“Bukan hanya sebagai penggerak identitas dan warisan budaya, namun juga sebagai pendorong ekonomi kesejahteraan masyarakat,” ucap Pramono Anung dalam sambutannya.
Jakarta Philharmonic Orchestra adalah salah satu bagian sejarah penting kesenian ibu kota yang telah hidup dan berkembang sejak awal abad ke-20.
Para tokoh bangsa seperti Bung Hatta dan Gubernur Ali Sadikin telah memberi perhatian besar terhadap keberlangsungan orkestra ini.
“Hari ini, dukungan tersebut terus berlanjut seiring tekad kita menjadikan Jakarta sebagai kota global peringkat 20 pada tahun 2027,” ujarnya.
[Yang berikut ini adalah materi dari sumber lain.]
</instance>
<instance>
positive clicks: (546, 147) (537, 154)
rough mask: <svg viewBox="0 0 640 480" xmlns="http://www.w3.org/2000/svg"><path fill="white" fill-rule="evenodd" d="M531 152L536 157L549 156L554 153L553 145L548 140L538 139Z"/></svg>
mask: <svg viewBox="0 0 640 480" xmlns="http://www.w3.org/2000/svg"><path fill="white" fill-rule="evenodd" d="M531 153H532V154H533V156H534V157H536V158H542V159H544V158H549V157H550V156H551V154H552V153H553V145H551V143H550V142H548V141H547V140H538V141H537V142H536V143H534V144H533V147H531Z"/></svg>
Melalui konser “Satoe Indonesia, Perayaan Kebangsaan Indonesia”, kita tidak hanya merayakan seni dan musik, namun juga merenungkan kembali jalan panjang perjuangan bangsa.
Dari ikrar sakral Sumpah Pemuda 28 Oktober 1928 hingga keberanian pemuda Surabaya mempertahankan kemerdekaan pada November 1945.
Konser ini menjadi ruang perjumpaan seni yang inklusif bagi seluruh elemen masyarakat untuk bersama-sama menyalakan semangat kebangsaan dan rasa cinta terhadap Indonesia.
“Kami mengucapkan terima kasih kepada Jakarta Philharmonic Orchestra, para musisi, seniman, dan seluruh pihak yang terlibat dalam penyelenggaraan acara ini,” ucap Gubernur DKI Jakarta.
Pihaknya berharap pagelaran ini tidak hanya menjadi hiburan, tetapi juga menjadi inspirasi dan pengingat akan pentingnya persatuan, kreativitas, dan cinta tanah air.